Here’s an unusually bold statement from Robert Gates:

WASHINGTON – “Somebody” in Pakistan knew Osama bin Laden was hiding there, Defense Secretary Robert Gates said Wednesday. But he said he’s seen evidence that the country’s senior leadership was unaware the terror leader was in a compound a short distance from a Pakistani military facility.

“I have seen no evidence at all that the senior leadership knew. In fact, I’ve seen some evidence to the contrary,” Gates told reporters at the Pentagon. “We have no evidence yet with respect to anybody else. My supposition is, somebody knew.”

That appears to implicate everyone by implicating no one. “Senior leadership” makes no distinction between the Pakistani civilian government, the military, or the ISI intelligence service. There’s a leadership bifurcation in Pakistan, so “senior leadership” could cover all of those posts. But it’s unclear.
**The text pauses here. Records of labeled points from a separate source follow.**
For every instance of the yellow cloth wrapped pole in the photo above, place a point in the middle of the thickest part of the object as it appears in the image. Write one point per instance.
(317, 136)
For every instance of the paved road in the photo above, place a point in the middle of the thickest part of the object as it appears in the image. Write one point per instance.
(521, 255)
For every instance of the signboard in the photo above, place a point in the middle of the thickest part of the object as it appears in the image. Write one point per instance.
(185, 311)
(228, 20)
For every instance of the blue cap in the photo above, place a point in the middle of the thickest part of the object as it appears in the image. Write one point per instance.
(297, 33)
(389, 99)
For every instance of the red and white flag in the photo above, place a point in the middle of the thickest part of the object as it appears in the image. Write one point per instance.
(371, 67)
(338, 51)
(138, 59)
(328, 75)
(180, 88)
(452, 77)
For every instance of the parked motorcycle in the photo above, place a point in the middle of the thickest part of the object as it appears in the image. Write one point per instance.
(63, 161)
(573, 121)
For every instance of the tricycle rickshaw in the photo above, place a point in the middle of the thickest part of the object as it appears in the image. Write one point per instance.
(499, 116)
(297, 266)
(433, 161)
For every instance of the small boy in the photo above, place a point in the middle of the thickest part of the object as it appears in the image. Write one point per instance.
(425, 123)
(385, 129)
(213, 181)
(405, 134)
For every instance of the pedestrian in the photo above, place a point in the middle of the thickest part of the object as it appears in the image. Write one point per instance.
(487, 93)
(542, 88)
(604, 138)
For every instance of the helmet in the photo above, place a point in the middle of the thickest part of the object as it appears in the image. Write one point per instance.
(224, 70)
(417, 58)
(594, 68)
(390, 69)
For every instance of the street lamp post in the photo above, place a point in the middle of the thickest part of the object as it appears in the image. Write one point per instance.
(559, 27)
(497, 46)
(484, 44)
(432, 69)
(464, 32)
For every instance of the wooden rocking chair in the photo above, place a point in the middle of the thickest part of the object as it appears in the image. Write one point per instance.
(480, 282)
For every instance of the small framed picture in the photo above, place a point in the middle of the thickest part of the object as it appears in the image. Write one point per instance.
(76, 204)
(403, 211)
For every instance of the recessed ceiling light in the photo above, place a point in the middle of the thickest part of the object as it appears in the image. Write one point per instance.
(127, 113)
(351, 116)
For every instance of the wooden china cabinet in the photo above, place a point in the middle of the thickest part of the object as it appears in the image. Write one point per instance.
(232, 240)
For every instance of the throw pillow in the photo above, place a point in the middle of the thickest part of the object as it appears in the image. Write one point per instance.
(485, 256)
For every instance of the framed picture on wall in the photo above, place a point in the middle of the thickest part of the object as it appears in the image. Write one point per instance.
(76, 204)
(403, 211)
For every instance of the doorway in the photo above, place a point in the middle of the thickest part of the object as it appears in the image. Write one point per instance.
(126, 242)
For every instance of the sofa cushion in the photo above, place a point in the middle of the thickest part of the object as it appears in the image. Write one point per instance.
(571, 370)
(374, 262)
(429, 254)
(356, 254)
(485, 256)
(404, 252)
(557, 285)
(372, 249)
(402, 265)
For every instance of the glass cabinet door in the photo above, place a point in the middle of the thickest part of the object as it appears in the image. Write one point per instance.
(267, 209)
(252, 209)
This is further, however, than anyone in our “senior leadership” has been willing to go about the whereabouts of bin Laden. And perhaps the question should have been rephrased to Gates. Did somebody know that bin Laden was sitting in a compound for six years, or did somebody know that US forces were coming to get them? Because I’m still having trouble believing that this firefight occurred, with the attendant explosions and the like, without “somebody” knowing about it. This very calibrated new narrative tries to make the case that the secrecy surrounding the mission, hiding it from Pakistani leaders and even members of the White House staff, led to the moving up of the planned date of the raid, putting it on a hot moonless night which was bad for the helicopter technology. But you would also rush a mission when you got a go sign from Pakistan. You would be concerned about leaks from White House staff, perhaps, but you would be VERY concerned about leaks from the Pakistanis. And that could have clinched the timing.